Japanese Breakfast Dances Through Grief on ‘Jubilee’

Michelle Zauner is no stranger to facing grief head-on with elation. The circumstances of her life surrounding the release of her first two albums as Japanese Breakfast are well-documented: her debut Psychopomp was recorded in the wake of her mother’s death from pancreatic cancer in 2014, and her explorations of trauma and melancholy extended onto its science fiction-inspired follow-up, Soft Sounds from Another Planet.

Yet Zauner has always sidestepped any desire to linger within pain, instead catapulting towards the possibility of imaginary futures. In live performances of Soft Sounds’ “Machinist,” which depicts the romance between a woman and a computer, Zauner bounds around onstage to the song’s disco beat, flitting back-and-forth between grasping audience members’ hands and fiddling with the settings on her drum machine. “Do you trust me?/Can you feel it?” she sings into an Auto-Tuned microphone, the only real hint that she’s singing about a robot in love.
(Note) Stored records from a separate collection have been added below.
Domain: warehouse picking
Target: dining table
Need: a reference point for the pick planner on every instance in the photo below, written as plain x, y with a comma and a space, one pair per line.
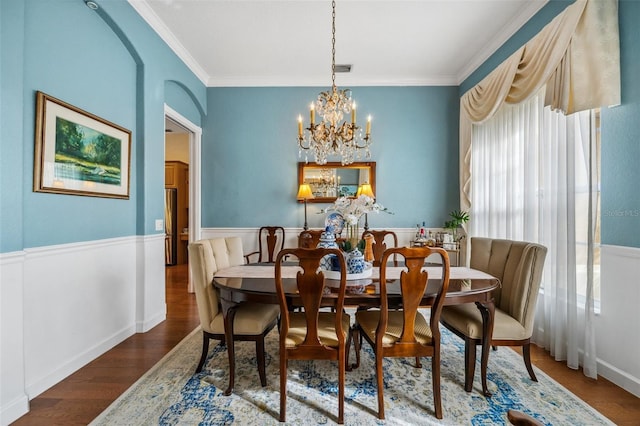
256, 283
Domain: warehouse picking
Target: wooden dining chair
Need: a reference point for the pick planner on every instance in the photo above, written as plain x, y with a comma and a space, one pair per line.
273, 238
311, 333
405, 332
379, 244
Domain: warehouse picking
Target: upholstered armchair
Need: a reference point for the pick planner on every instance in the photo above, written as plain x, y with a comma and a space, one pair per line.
252, 321
518, 265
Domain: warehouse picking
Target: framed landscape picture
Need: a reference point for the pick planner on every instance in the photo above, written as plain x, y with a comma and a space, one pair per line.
79, 153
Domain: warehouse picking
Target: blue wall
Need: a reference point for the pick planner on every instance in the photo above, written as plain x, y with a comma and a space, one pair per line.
250, 156
108, 62
620, 203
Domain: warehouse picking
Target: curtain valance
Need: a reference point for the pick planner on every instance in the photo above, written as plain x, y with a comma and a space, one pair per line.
577, 57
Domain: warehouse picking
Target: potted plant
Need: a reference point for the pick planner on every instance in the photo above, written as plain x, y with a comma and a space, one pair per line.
458, 218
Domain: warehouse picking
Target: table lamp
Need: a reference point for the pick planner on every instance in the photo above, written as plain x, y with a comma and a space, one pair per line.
304, 193
365, 189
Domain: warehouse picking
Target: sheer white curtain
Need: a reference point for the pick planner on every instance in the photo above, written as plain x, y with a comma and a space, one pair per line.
532, 180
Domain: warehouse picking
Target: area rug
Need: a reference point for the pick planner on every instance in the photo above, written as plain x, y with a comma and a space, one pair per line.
170, 394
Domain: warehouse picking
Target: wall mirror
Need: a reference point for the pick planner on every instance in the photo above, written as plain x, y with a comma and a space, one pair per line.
332, 180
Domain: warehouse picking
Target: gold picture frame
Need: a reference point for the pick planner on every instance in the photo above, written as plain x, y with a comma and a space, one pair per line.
79, 153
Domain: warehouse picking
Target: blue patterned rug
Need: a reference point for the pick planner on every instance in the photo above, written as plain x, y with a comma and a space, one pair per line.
170, 394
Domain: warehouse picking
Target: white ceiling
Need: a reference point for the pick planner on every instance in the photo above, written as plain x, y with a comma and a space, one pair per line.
288, 42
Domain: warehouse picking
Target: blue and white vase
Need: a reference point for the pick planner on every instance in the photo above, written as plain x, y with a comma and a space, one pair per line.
327, 240
355, 262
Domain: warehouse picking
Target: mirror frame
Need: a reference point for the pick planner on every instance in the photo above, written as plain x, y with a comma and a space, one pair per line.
302, 166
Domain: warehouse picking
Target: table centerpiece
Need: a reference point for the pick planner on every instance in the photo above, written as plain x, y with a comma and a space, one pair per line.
351, 210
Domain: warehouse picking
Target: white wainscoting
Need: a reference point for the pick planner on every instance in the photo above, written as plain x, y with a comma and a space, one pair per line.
618, 324
65, 305
13, 397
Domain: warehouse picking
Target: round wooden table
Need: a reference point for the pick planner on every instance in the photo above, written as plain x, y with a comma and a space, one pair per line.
240, 284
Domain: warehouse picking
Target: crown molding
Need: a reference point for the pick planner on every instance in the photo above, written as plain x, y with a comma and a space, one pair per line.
500, 39
147, 13
287, 81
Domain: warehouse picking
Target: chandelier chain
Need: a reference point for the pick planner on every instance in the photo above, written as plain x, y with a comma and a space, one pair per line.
331, 135
333, 46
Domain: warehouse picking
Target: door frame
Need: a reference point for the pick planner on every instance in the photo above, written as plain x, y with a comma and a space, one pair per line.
195, 153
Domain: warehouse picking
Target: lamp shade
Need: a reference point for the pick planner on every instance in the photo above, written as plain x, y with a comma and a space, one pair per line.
365, 189
304, 192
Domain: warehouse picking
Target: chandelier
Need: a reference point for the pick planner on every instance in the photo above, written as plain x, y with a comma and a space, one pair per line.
332, 135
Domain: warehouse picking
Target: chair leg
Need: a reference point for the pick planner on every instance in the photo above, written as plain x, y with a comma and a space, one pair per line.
348, 349
469, 363
342, 364
261, 360
526, 354
435, 378
357, 343
379, 380
283, 387
205, 351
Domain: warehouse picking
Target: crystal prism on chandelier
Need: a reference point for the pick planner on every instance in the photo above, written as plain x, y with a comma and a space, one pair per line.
332, 135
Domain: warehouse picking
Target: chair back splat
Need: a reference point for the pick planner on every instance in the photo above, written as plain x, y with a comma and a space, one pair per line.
379, 244
273, 238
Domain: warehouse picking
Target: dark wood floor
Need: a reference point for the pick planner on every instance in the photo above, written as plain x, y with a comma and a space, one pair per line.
82, 396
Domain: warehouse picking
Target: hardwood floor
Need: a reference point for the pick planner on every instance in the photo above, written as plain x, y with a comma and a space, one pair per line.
82, 396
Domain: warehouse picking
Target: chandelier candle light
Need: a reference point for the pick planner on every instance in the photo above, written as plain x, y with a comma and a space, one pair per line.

As if the title weren’t obvious enough, Japanese Breakfast’s latest LP Jubilee is the project’s most ecstatic-sounding album to date, although one glance at the lyrics will tell you that Zauner isn’t done excavating the thornier aspects of dependency, devotion, and longing. Lead single “Be Sweet,” written with Jack Tatum of indie-pop group Wild Nothing, evolves the Studio 54 influence of “Machinist” into Eighties synth bliss, turning Zauner’s pleading hook into a rallying cry: “Be sweet to me, baby/I wanna believe in you/I wanna beliiieeeeeve!” She echoes the sentiment on “Slide Tackle,” a breezy future-funk track that catches her grappling with PTSD. Opener “Paprika” is euphoria in a bottle, and as good of a distillation as you’ll ever get to why certain musicians risk life and limb to perform onstage. “How’s it feel to stand at the height of your powers/To captivate every heart?” she asks, before answering her own question in a burst of trumpets: “It’s a rush!”

Zauner continues with the sci-fi narratives she first presented on Soft Sounds and weaves them together with more mundane experiences, and it’s not always easy – or particularly useful – to decipher which is which on each song. “Savage Good Boy” embodies a billionaire with plans to move his family to an underwater compound, where his wife can continue on with her domestic tasks and birth them children; “Sit” translates oral sex into binary code, and envisions the act of seduction as “a chase sequence on loop.” But while these metaphors carry plenty of creativity and dry humor, Zauner’s writing shines when she proves she doesn’t need them as a crutch. Take “In Hell,” which meticulously chronicles the last days of a loved one’s life in the hospital (“Face to face and at my hands I snowed you in/With hydrocodone”), set to the kind of jangly indie rock that Zauner grew up with in the Pacific Northwest. It’s in these moments, when Zauner’s proclamations of feeling are fully realized into the music itself, that Jubilee is at its best.